Their first mission: implement parole terminations for 6,300 undocumented immigrants who either have criminal records or are on the FBI’s terrorist watchlist. That effort required coordinating with the Social Security Administration to have their Social Security numbers effectively canceled by adding them to a database that tracks dead people, the
New York Times and
the Washington Post first reported. Their theory is that without effective Social Security numbers – needed for bank accounts and loans, among other things – these people would “self deport.”
Last week, the plan was finalized in a high-level White House meeting with DHS Secretary Kristi Noem
, Gracias and other senior DOGE staffers and White House officials, two of the officials said.In recent weeks, the Trump administration has moved aggressively in its effort to revoke parole, visas and temporary protected status for hundreds of thousands of immigrants and students, many of whom were granted the ability to legally study and work in the United States in the short-term under Biden administration policies.

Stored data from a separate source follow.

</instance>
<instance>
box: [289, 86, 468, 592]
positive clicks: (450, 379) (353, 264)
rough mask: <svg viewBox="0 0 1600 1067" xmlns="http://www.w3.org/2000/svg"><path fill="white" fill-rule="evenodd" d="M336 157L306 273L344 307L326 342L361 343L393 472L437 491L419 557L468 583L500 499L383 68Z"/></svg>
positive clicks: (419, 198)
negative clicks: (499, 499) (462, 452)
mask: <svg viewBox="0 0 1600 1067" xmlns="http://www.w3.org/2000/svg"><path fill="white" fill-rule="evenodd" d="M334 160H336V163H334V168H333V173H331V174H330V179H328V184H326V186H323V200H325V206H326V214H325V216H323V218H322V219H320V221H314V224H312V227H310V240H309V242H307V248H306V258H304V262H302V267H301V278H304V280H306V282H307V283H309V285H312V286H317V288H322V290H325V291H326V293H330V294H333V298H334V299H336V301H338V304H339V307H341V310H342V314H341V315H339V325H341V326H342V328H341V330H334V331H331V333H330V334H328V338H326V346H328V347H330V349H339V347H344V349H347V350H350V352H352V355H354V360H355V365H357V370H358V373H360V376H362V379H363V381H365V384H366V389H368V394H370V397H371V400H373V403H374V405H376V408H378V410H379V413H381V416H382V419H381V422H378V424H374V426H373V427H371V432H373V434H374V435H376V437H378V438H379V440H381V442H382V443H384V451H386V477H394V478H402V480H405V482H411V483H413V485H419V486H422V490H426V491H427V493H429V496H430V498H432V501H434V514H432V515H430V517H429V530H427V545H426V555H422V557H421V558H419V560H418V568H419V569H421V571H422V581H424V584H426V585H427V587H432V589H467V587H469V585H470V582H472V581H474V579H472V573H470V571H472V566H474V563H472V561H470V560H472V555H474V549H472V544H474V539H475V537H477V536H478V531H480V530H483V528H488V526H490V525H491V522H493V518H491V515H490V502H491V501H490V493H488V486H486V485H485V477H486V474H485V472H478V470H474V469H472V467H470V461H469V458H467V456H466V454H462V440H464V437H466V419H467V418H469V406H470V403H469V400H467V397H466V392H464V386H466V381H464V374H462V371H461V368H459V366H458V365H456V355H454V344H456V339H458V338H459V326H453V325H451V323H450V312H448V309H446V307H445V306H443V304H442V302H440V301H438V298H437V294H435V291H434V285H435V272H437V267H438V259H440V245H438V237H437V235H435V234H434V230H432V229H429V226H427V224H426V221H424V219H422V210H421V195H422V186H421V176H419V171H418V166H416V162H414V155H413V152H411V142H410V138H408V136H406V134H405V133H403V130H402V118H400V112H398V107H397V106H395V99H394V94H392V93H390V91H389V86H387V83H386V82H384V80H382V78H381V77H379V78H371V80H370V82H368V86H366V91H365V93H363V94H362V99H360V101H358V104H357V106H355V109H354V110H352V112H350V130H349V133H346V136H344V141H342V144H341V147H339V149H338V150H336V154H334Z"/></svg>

But what actually happens in the government’s IT systems to make sure that those people are eligible for deportation? Who makes sure that that is reflected in the database?
That is where DOGE comes in to comb through datasets at all relevant agencies and facilitate data-sharing between agencies so the enforcement actions can be carried out systematically and at-scale, one of administration officials said.
“DOGE is working in all the agencies. We are looking at our books, at people who don’t belong here that Joe Biden allowed in with bogus claims,” said a White House official. “They shouldn’t be receiving federal tax dollars in the form of government benefits.”
“The government is finally doing what it should have all along,” said Tricia McLaughlin, DHS assistant secretary for public affairs. “Information sharing across agencies is essential to identify who is in our country, including violent criminals, and determine what public safety and terror threats may exist.”
Critics including Sen. Ron Wyden (D-Ore.)
say declaring people “dead” at Social Security – an act that’s hard to undo if done incorrectly – risks taking away legally earned benefits and victimizing those who had their identities stolen or who have naturalized.
The task force signals how central Gracias has become to the execution of Trump’s policy agenda, and how deeply Musk’s imprint remains on federal operations, even if he longer spends all of his time in Washington.
“From DC to the border, there are very good people at CBP who pointed this tragedy to us,” Gracias posted on X, linking to a DOGE statement about the 6,300 flagged individuals.
DOGE claims more than 900 of the 6,300 flagged individuals whose parole status is being revoked were collecting Medicaid, 41 received unemployment insurance, and 22 had federal student loans.